Non voglio insegnare a nessuno come vivere, sarebbe il colmo, mi limito a descrivere quello che vedo, quello che mi piace e quello che mi dà il voltastomaco, cercando di cambiare dalle piccole cose.

Non odio il genere umano, non tifo estinzione come va molto di moda oggi, credo ancora nelle persone.

 

10) Per chi canti? Qual è e quale vorresti fosse il tuo “pubblico”?
Non me lo sono mai chiesto. Finora sono come un pianista da saloon, la gente beve e io canto le mie canzoni, nessuno ha mai pagato un biglietto per venire a vedere me.

Potrebbe anche andare avanti così all’infinito per quello che mi riguarda, gente comune, anche se alle volte gli artisti “orientati” dimenticano cosa vuol dire suonare per un pubblico eterogeneo, cosa che implica disaccordi e critiche. A volte i locali non ti chiamano più, perché il loro pubblico non vuole sentire questo o quel tema trattato.

Questo non significa però che io desideri chiudermi nella “confort zone” di quelli che la pensano a grandi linee come me.

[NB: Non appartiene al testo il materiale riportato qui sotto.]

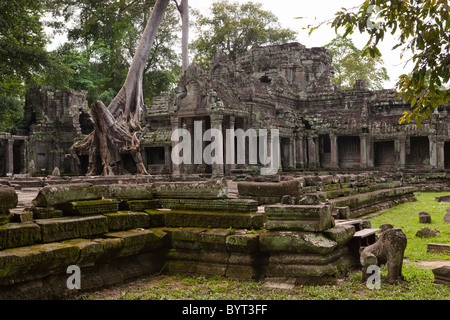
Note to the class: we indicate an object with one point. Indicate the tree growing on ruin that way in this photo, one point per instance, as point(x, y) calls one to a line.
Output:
point(423, 28)
point(117, 126)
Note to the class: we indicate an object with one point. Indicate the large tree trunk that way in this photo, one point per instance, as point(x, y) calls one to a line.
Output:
point(183, 8)
point(117, 127)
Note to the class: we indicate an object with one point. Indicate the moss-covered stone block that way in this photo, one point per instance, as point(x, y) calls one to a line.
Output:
point(89, 207)
point(14, 235)
point(187, 238)
point(59, 229)
point(34, 262)
point(8, 198)
point(156, 218)
point(342, 234)
point(126, 192)
point(124, 220)
point(215, 220)
point(139, 241)
point(46, 212)
point(211, 189)
point(242, 242)
point(220, 205)
point(299, 242)
point(214, 240)
point(52, 195)
point(139, 205)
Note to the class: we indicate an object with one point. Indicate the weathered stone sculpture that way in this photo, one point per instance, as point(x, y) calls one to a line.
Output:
point(389, 249)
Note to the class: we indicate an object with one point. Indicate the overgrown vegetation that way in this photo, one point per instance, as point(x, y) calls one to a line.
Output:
point(418, 284)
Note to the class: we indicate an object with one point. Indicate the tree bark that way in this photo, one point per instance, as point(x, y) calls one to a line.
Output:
point(117, 127)
point(183, 8)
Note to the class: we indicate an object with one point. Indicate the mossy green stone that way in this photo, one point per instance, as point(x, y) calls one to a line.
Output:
point(124, 220)
point(19, 235)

Le persone che mi seguono assiduamente me le porto dietro dall’ambiente punk, sono cresciute culturalmente insieme a me, accettando gli sbalzi di stile ed espressione che questo comporta.

In definitiva io voglio solo scrivere la mia roba, avere un tetto sulla testa e mangiare due volte al giorno, quello che eccede è tutto di guadagnato.

 

11) Un’ultima domanda, la meno importante probabilmente: vedi te stesso come un cantautore erede di quella tradizione o come un punk che suona bene e cura i testi?
Vedo me stesso come un uomo che scrive.

Ho attraversato il punk vivendolo come uno dei mondi più incredibili mai conosciuti, ma restavo e resto estraneo a parte dei suoi principi e del suo background.

Rimango legato fortemente alla scena, mi ha cresciuto da ragazzino e mi ha dato spazio per dire quello che volevo, a volte liberamente, a volte facendomi assumere la responsabilità delle mie parole, come è giusto che sia.

Questa scena contiene ancora molte tra le migliori persone che conosco.

“Cantautore” dovrebbe essere la traduzione di “songwriter”, ma la figura dell’autore folk è incastrata inesorabilmente nel passato, quella dei nuovi cantautori alla moda non mi permette di sentirmene parte. Sono un uomo che scrive, qualsiasi cosa, su qualsiasi supporto. Una volta scrivevo sulla carta del cemento, oggi sul MacBook. Adesso scrivo le canzoni, domani vai a capire che succede.

Quello che mi interessa è che questa giostra permetta a quello che scrivo – che lo faccia bene, male, giusto, sbagliato – di sopravvivere al mio corpo e di lasciare una traccia del mio cammino, come i dischi e i libri impolverati che trovo in fondo alla cassetta da frutta del rigattiere.

Che mi permetta, attraverso le parole, di vivere per sempre.